Advanced TV ad platform Cadent is in the process of acquiring EMX by Big Village’s SSP technology in a bankruptcy auction.
Cadent confirmed that it is pursuing the acquisition in a statement provided to AdExchanger.
“We can confirm Cadent was the highest bidder of Big Village’s ENGINE Media Exchange (EMX) and are currently going through the court process,” the statement read. “This was a strategic asset and our plans are to integrate the technology within our existing platform.”
Cadent wouldn’t reveal the price of its winning bid, though court documents specifying the deal price will eventually become public.
Employees who worked on EMX’s SSP will be hired by Cadent as part of the deal. Cadent also didn’t share the exact number of EMX team members it will take on.
EMX’s SSP tech will supplement Cadent’s Aperture Platform. Aperture offers planning, targeting, measurement and activation tools for buyers and sellers running advanced TV campaigns across linear, broadcast and CTV.
Adding EMX will bring in more sell-side content curation capabilities and augment Aperture’s overall tech, Cadent’s CMO Paul Alfieri told AdExchanger.
“The future of TV is data and audiences,” Alfieri said. Acquiring EMX’s technology “is all about figuring out the best way to combine data and audiences to help an advertiser reach those fragmented viewers as they scatter across linear and CTV.”

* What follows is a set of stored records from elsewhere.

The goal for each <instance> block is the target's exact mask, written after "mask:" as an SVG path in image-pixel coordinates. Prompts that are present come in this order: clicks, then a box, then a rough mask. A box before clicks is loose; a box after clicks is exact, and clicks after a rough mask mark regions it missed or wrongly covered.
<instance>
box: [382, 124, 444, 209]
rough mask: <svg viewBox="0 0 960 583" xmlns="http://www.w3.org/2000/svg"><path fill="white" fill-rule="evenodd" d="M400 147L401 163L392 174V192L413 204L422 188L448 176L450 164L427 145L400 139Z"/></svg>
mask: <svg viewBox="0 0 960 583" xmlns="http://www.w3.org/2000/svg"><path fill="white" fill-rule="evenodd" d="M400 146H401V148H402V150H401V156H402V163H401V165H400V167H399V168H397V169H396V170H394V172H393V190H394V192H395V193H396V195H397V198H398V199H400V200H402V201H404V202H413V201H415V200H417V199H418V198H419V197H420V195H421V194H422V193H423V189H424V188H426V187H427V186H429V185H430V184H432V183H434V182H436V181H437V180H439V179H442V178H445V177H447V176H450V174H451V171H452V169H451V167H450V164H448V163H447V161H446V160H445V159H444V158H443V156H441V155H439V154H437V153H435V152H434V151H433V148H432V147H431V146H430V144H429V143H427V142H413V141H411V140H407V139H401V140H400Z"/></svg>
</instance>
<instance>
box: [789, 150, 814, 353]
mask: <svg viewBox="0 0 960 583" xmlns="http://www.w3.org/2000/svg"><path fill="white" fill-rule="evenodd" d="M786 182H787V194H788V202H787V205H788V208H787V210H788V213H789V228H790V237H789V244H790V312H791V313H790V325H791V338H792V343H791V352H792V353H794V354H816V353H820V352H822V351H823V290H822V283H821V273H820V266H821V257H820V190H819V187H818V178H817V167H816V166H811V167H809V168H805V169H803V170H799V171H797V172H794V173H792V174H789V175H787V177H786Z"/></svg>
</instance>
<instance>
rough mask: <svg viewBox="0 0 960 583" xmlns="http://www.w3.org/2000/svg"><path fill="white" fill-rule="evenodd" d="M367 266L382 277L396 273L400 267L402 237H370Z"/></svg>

Building a more robust SSP offering will also allow Cadent to more effectively manage its publisher relationships, Alfieri said.
Although EMX’s SSP has display advertising capabilities, the acquisition is not an attempt by Cadent to expand its platform into display advertising, Alfieri said. The company remains focused on TV and CTV.
EMX was up for sale after its parent company Big Village filed for Chapter 11 bankruptcy with the US Bankruptcy Court for the District of Delaware earlier this year, following months of non-payments to clients.
Stephens Investment Banking oversaw the auction for EMX’s tech, according to a source familiar with the bidding process. Interested companies were given access to EMX’s financial and technical information.
By acquiring EMX, Cadent risks inheriting the SSP’s bad reputation. EMX had burned major CTV platforms like Pluto TV, Samsung, Hulu and Roku. However, reputational harm was not a major concern for an established TV ad platform like Cadent, which has its own existing relationships with CTV companies, Alfieri said.
If Cadent’s acquisition is approved by the bankruptcy court, it would not be liable for repaying EMX or Big Village’s debts, since the acquisition only includes EMX’s tech and team members, not the business itself or its relationships, according to Cadent.
However, it is likely that any funds earned by Big Village as a result of selling EMX’s technology would have to be paid out to EMX’s creditors.
EMX had been trying to pivot into CTV at the time of its bankruptcy, and Cadent sees its digital native status as an asset.
“When you look at how audiences watch TV, it’s generally around one-third linear, one-third broadcast and one-third CTV, so audiences are watching across different types of devices,” Alfieri said. “Bringing converged TV solutions to the marketplace is of the utmost importance, and the EMX assets help us along that journey.”
In that sense, the EMX acquisition is aligned with Cadent’s other recent efforts to bolster its converged TV offering, Alfieri said.
Cadent entered a clean room partnership with Google Cloud in February, which the company said will enable interoperability between advertisers’ and CTV platforms’ audience graphs. And Cadent is bringing in purchase data to its ad decisioning through a multiyear partnership with shopper intelligence company Catalina it signed on Tuesday, which the company positioned as a move to improve reach and frequency capping for CTV campaigns.